La decisione del tribunale è arrivata il 20 gennaio scorso. Nelle conclusioni del giudice si fa riferimento ai procedimenti penali che portarono il caso in tribunale. Già nel febbraio del 2004 il tribunale militare di La Spezia rinviò a giudizio i due responsabili del massacro: l’ex maggiore Herbert Stommel e Josef Scheungraver, all’epoca sottufficiale dello stesso battaglione. Nel processo il Comune di Cortona e la Provincia di Arezzo si costituirono parte civile. Gli imputati vennero condannati all’ergastolo nel 2006 in primo grado e nel 2007 dal tribunale militare d’appello di Roma. Poi, nel 2008 arrivò anche la sentenza del tribunale di Monaco di Baviera. Stessa sentenza: ergastolo.
I fatti discussi in aula sono quelli del 26 giugno del 1944. Quel giorno un gruppo nazista della Wehrmacht (l’esercito del terzo Reich) fece esplodere una casa con undici persone persone catturate e fatte prigioniere. Solo un giovane, Gino Massetti, al tempo quindicenne, riuscii a salvarsi grazie ad una trave caduta poco prima dello scoppio che lo riparò dall’esplosione. Fu grazie anche alla sua testimonianza che in aula, a La Spezia, vennero accertati i fatti nella loro tragicità e le responsabilità penali degli autori.
E proprio da quanto emerso, e appurato, in sede penale che il giudice civile si è rifatto nelle motivazioni della sua sentenza. Il primo dubbio sciolto è stato quello della “legittimazione passiva“ della Repubblica Federale di Germania. Cioè stabilire che lo Stato tedesco di oggi possa rispondere di quanto compiuto dai nazisti. Il quesito, poi sciolto positivamente dal tribunale, si rifà ai pilastri del diritto internazionale che: come stabilito dal protocollo di Londra del 1831 (sì, quasi due secoli fa), "i mutamenti verificatesi nella situazione di uno Stato, non l’autorizzano a ritenersi sciolto dai suoi impegni anteriori".
Da questo presupposto il tribunale civile di Arezzo ha condannato la Repubblica federale di Germania al pagamento dei risarcimenti che, nel loro complesso, arrivano a 4 milioni se si considera tutti e 17 gli eredi che si sono rivolti al giudice. I ristori verranno erogati in verità dal fondo per il ristoro dei danni subiti dalle vittime di crimini contro l’umanità che venne istituito dal Governo Draghi. Si trattò di una soluzione diplomatica adottata grazie ai fondi del Pnrr.
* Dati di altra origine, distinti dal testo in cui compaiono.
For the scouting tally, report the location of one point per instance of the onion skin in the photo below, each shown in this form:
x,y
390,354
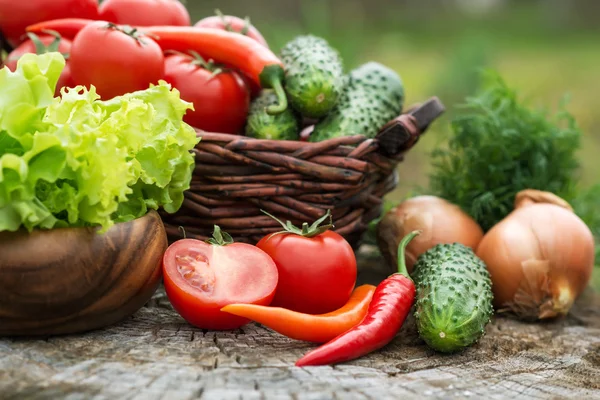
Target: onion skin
x,y
439,221
540,257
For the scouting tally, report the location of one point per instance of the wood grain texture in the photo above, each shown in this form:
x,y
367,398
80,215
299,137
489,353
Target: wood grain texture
x,y
155,355
74,279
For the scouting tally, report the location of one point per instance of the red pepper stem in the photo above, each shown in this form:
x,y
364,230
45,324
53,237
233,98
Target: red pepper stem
x,y
401,253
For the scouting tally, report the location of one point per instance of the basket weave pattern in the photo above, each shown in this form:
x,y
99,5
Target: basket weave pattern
x,y
236,177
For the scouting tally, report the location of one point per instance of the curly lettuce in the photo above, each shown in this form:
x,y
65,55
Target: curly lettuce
x,y
76,160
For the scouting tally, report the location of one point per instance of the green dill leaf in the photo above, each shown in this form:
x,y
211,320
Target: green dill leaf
x,y
499,146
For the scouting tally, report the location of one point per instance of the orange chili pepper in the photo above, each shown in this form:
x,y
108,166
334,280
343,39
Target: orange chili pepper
x,y
318,328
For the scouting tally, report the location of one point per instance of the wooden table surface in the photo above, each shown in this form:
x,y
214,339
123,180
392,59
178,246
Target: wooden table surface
x,y
156,355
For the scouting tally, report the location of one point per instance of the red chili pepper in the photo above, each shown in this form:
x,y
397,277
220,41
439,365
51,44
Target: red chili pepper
x,y
240,52
390,306
68,28
230,48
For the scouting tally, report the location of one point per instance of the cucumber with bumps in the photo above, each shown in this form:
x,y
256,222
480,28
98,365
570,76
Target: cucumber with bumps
x,y
373,96
262,125
314,75
454,297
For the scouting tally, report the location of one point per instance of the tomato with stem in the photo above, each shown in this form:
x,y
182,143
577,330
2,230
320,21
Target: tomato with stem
x,y
317,266
115,59
221,98
232,23
202,277
145,12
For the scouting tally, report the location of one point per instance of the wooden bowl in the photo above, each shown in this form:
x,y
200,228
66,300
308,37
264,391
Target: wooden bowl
x,y
71,280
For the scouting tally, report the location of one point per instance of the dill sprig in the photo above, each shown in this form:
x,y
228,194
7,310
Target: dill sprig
x,y
499,146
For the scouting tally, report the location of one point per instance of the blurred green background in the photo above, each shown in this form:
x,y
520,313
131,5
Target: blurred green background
x,y
544,48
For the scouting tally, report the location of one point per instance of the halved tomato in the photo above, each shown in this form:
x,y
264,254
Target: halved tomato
x,y
201,277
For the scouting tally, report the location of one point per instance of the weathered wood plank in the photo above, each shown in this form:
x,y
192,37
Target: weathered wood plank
x,y
156,355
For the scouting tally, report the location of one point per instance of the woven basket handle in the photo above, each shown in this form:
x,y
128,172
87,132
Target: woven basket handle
x,y
401,133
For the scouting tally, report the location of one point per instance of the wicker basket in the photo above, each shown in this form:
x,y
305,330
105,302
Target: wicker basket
x,y
236,177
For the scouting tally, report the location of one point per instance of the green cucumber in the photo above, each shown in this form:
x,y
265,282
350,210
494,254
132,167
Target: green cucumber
x,y
454,297
262,125
373,96
314,74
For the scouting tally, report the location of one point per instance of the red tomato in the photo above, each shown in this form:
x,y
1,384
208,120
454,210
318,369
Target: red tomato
x,y
236,24
64,46
201,278
16,15
115,61
316,274
145,12
233,24
221,101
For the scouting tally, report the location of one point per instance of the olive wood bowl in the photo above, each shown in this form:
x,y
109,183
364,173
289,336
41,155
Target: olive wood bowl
x,y
71,280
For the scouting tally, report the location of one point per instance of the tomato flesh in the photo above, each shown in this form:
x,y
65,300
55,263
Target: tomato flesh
x,y
316,275
201,278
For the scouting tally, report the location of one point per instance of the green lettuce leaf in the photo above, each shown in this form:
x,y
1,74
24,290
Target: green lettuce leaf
x,y
76,160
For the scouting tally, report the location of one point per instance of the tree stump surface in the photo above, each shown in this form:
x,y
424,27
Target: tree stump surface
x,y
155,354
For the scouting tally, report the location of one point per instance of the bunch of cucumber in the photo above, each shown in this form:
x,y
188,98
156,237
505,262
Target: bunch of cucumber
x,y
357,103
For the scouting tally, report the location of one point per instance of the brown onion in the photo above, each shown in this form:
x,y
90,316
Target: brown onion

Negli anni precedenti la Germania si era sempre opposta ai risarcimenti stabiliti dagli accordi italiani, facendo riferimento agli accordi di Bonn, e sostenendo che l’Italia avesse violato la sua l’immunità giurisdizionale. Nel 2012 la Corte internazionale di giustizia dette ragione ai tedeschi mentre nel 2014 la Corte costituzionale stabilì che l’immunità giurisdizionale non si può applicare agli stati che non abbiano rispettato i diritti inviolabili dell’uomo.